Last fortnight, I got a call en route to work. It was a girl who informed me that she was calling on behalf of a leading American bank. She said the bank had decided to phase out its Visa cash back card and replace it with another more powerful offering with another metallic name—titanium, tungsten or aluminium—I am not sure which. Such calls flash a “document alert” neon sign in my head, because I irrationally fear that such decisions of banks will invariably mean some re-submission of address proof, identity proof and such like.
“Are you giving your consent for swapping your card ma’am?” asked the girl. She had a slightly high-pitched voice and a south-of-the-Vindhyas lilt.
“Not if I have to submit any documents,” I said warily.
“No, no, Ma’am. No documents. Only you have to agree to the terms and conditions that I will tell you. Can I start ma’am?”
“Okay…,” I said unsurely. The last sentence sounded ominous, like this call would take really long. I couldn’t have been more right. Here’s what transpired:
Caller: First I will tell you the benefits ma’am. You can get 5% cash back on all movie spends, 5% cash back on all telephone and utility bills and up to 15% off on different restaurants in the country. There will be automatic cash back into your account in multiples of Rs 500.You can get 0.5% cash back on all other spends without any restriction of merchant or category. All cash back on your existing card would be transferred to your new cash back credit card in 100% ratio. Going forward, redemption of cash back would be available only on your new card…
Caller: …the credit and cash limit on the new card would be the same as on your existing card. The credit limit applies to any additional card issued to a member of your family.

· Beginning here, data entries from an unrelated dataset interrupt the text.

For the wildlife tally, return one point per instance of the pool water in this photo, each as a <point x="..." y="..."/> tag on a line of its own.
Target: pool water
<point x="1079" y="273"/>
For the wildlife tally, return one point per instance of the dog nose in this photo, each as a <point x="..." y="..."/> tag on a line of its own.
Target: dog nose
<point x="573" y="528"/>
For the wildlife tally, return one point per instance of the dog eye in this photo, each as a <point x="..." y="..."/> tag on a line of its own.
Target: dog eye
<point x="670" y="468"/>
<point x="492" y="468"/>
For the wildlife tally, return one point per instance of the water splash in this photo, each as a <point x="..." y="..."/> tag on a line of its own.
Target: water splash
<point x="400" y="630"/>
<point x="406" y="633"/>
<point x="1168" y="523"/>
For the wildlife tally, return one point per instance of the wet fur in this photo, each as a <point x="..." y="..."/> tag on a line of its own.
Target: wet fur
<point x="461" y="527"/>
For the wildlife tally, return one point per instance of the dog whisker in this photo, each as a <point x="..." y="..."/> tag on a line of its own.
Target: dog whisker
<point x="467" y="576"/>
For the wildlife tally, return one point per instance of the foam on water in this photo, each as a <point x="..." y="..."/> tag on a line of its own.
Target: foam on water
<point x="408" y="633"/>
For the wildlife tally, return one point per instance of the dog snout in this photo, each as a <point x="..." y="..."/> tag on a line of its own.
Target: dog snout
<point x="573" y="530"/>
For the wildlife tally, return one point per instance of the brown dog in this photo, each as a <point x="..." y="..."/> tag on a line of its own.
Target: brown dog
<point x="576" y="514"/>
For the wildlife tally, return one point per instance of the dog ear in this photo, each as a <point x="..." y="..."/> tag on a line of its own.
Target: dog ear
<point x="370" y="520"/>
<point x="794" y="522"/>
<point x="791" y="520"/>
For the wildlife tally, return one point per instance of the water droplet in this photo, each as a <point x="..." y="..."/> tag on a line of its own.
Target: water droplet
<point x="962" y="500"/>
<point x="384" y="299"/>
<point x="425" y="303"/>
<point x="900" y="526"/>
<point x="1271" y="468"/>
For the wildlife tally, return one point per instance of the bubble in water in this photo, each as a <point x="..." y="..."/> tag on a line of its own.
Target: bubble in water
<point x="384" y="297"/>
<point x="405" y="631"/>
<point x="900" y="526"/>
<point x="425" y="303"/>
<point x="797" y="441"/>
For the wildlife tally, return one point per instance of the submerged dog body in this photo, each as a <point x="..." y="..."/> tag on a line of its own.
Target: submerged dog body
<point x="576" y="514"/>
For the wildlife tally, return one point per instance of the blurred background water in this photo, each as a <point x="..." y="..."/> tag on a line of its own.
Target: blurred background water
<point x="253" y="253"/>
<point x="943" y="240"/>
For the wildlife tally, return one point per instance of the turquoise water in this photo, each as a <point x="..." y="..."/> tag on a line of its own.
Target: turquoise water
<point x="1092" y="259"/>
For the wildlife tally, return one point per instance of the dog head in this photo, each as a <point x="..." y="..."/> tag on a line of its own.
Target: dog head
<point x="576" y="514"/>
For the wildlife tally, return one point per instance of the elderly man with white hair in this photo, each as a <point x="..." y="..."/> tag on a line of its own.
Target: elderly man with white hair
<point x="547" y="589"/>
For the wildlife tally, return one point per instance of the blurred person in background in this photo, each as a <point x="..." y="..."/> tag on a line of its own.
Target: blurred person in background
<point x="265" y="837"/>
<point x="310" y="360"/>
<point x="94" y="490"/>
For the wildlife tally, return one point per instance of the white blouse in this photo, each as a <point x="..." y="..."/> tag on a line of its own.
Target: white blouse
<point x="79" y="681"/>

Me: (louder) Hello! Please listen!
Caller: Any existing add on card... Yes ma’am? You were saying something ma’am?
Me: (wearily) Yes, I was saying this is taking too long. I have to go.
Caller: (earnestly) So you don’t want to swap the card ma’am?
Me: No, No! I do. It is my main card. So if you phase it out I’ll be in trouble. But can you go faster?
Caller: I have to read the benefits and mandatory conditions ma’am. Only then I can issue the card to you. Shall I start ma’am?
Me: (in a small voice) Okay.
Caller: Your existing card would remain valid till its expiry date, or 60 days from the date of swap, whichever is earlier. We request you to destroy your existing card plastic for protection from any misuse. All card outstanding, including any EMI (equated monthly instalment) facility or loan on the existing credit card or any insurance running on your existing card, would be transferred to the new card. All standing instructions maintained on your existing card would continue to exist…
Me: Hello! You are saying so many things, so fast. I am not even sure I understand.
Caller: Should I repeat ma’am?
Me: No, no! Please don’t repeat. Can’t we just close this call? I have been listening for twelve minutes now. I agree to whatever you are saying. Please, just send me the card!
Caller: No, ma’am. Unless I read out the mandatory conditions fully, I can’t issue the card to you ma’am. Shall I continue ma’am?
Me: (in a very small voice) Okay.
Caller: Your rate of interest initially is 2% per month (i.e. 24% annualized) and could vary up to 2.5%. This could increase up to 3.5% per month (i.e. 42% annualized) in the event of default. In case of a swap from your existing to the new cash back credit card, the premium rate for a credit shield cover will increase by approximately 2 basis points (i.e. Rs 2 for every Rs 10,000 balance outstanding on the card)…
Me: Hello? I just remembered something. In fact I am only concerned about one thing, because I am terrible at paying my bills. The auto debit that I have on my old card will continue, won’t it?
Caller: Sorry ma’am, about that I have no information. Shall I continue reading the remaining mandatory conditions ma’am?
Me: (Laughing. A resigned, philosophical laughter. The one that stems from what I call a Pyaasa moment where in an epiphany, a poet or an artist who has been struggling against the world, suddenly realizes how absurd the world actually is.)
Caller: Sorry ma’am? You said something ma’am?
Me: (still laughing) No, go on.
Caller: Your personal accident cover will change post the swap. The premium rate charged on your new credit card would be Rs 140 per month, and you would enjoy a cover of up to Rs 20 lakh…
(Epilogue: On the basis of this call, I received my new cash back credit card. I have no idea what are the terms and conditions, but I’ve got the card. That’s what matters.)